Only half of the sun -- the near side -- is directly observable. The far
side always faces away from Earth and is therefore out of view. But the
new technology allows anyone with a computer to download images of the
entire solar surface -- an important advance with practical
applications, say researchers, because potentially damaging solar storms
that form on the far side now can be detected days, or even weeks,
before they wreak havoc on Earth.
"Sunspots, solar flares and other active regions on the surface of the
sun emit radiation that can interfere with orbiting satellites,
telecommunications and power transmission," says Philip Scherrer,
research professor in the Department of Physics. "This new method allows
more reliable warning of magnetic storms brewing on the far side that
could rotate with the sun and threaten the Earth."
It takes about 27 days for the sun to rotate on its axis, so an active
region that forms on the far side can remain hidden for up to 13 days
and surprise Earth-bound observers when it finally rotates into view.

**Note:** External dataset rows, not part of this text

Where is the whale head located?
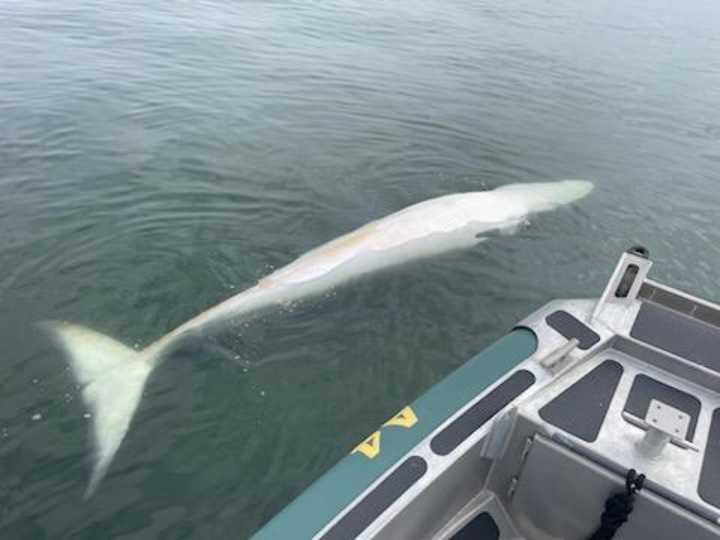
[495,180,594,214]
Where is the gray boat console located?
[358,250,720,540]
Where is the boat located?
[253,247,720,540]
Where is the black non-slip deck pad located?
[698,409,720,507]
[630,302,720,371]
[322,456,428,540]
[451,512,500,540]
[540,360,623,442]
[430,369,535,456]
[625,375,700,442]
[545,311,600,351]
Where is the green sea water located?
[0,0,720,539]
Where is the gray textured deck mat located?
[540,360,623,442]
[630,302,720,371]
[451,512,500,540]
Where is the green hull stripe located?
[253,329,537,540]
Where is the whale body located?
[45,180,593,496]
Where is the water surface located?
[0,0,720,539]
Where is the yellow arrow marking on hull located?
[352,431,380,459]
[383,407,417,429]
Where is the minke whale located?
[43,180,593,496]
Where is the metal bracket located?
[588,250,652,324]
[623,399,698,456]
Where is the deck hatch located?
[540,360,623,442]
[451,512,500,540]
[625,375,700,442]
[545,311,600,351]
[630,302,720,371]
[698,409,720,507]
[430,369,535,456]
[321,456,428,540]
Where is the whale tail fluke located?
[41,321,154,498]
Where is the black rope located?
[588,469,645,540]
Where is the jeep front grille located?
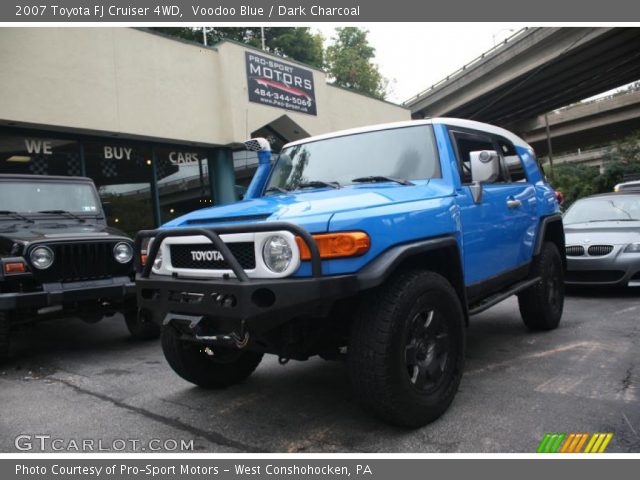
[51,242,114,282]
[169,242,256,270]
[567,245,584,257]
[588,245,613,257]
[27,240,133,283]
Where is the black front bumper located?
[0,277,135,311]
[135,222,359,332]
[136,275,359,332]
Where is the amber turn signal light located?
[296,232,371,260]
[4,262,27,273]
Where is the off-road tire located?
[123,309,161,340]
[348,271,465,428]
[0,312,11,362]
[518,242,564,330]
[161,324,262,388]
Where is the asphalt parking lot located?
[0,291,640,453]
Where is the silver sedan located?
[564,192,640,287]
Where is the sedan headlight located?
[262,235,293,273]
[113,242,133,263]
[29,247,54,270]
[624,243,640,253]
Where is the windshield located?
[564,195,640,224]
[266,125,440,191]
[0,181,101,214]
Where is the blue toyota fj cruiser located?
[136,118,565,427]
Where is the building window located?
[155,147,213,223]
[84,142,155,236]
[0,135,83,176]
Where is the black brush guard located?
[135,222,359,343]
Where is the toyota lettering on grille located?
[191,250,224,262]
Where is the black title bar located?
[0,0,640,21]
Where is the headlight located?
[29,247,53,270]
[113,242,133,263]
[262,235,293,273]
[149,246,162,270]
[624,243,640,253]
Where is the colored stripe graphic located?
[536,432,613,453]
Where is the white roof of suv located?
[283,117,533,150]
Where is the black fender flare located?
[357,235,468,322]
[533,213,566,268]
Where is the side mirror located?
[102,202,113,217]
[469,150,500,203]
[469,150,500,183]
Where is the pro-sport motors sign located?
[245,52,317,115]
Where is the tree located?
[549,131,640,207]
[151,27,324,68]
[325,27,387,99]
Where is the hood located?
[564,221,640,245]
[163,182,446,231]
[0,218,126,251]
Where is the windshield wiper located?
[297,180,340,189]
[264,187,289,193]
[351,175,415,185]
[0,210,33,223]
[38,210,87,223]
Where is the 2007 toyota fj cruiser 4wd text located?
[136,118,565,427]
[0,175,160,359]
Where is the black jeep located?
[0,175,160,359]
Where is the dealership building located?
[0,28,411,233]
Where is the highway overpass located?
[404,27,640,126]
[507,91,640,157]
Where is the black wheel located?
[518,242,564,330]
[0,312,11,362]
[123,309,161,340]
[348,271,465,428]
[161,324,262,388]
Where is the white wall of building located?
[0,28,410,145]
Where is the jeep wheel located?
[518,242,564,330]
[348,271,465,428]
[124,309,160,340]
[162,324,262,388]
[0,312,11,362]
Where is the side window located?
[497,138,527,182]
[451,131,504,184]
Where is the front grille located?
[588,245,613,257]
[567,245,584,257]
[29,241,132,283]
[169,242,256,270]
[53,243,113,282]
[565,270,624,283]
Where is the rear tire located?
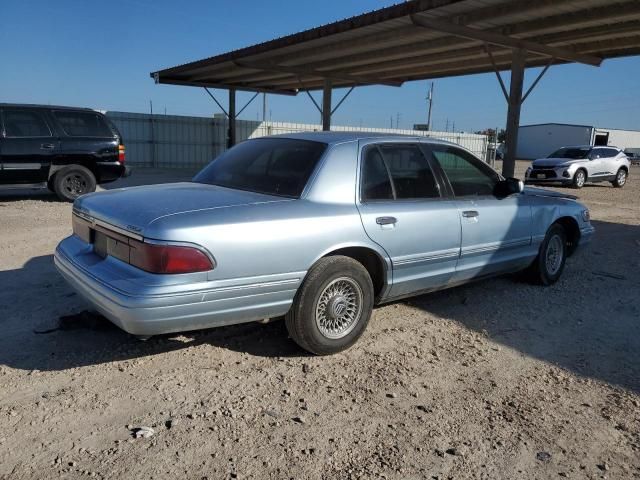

That's what happened in October 2003, when active regions from the back
side suddenly appeared on the eastern edge of the sun, spewing X-rays,
ultraviolet radiation and high-energy particles into space. "We were not
able to make a public prediction about the intensity of that activity,
because at the time we could only image about a quarter to a third of
the far side," Scherrer says. "The new method allows us to see the
entire far side, including the poles."
SOHO mission
Scherrer and his Stanford colleagues study the sun using data from the
Solar and Heliospheric Observatory (SOHO), a research satellite launched
in 1995 by NASA and the European Space Agency. On board SOHO is the
Michelson Doppler Imager (MDI), an electronic instrument that creates
images of the sun's interior by measuring the velocity of sound waves
produced by hot, bubbling gases that well up to the surface -- a
technique called acoustic helioseismology.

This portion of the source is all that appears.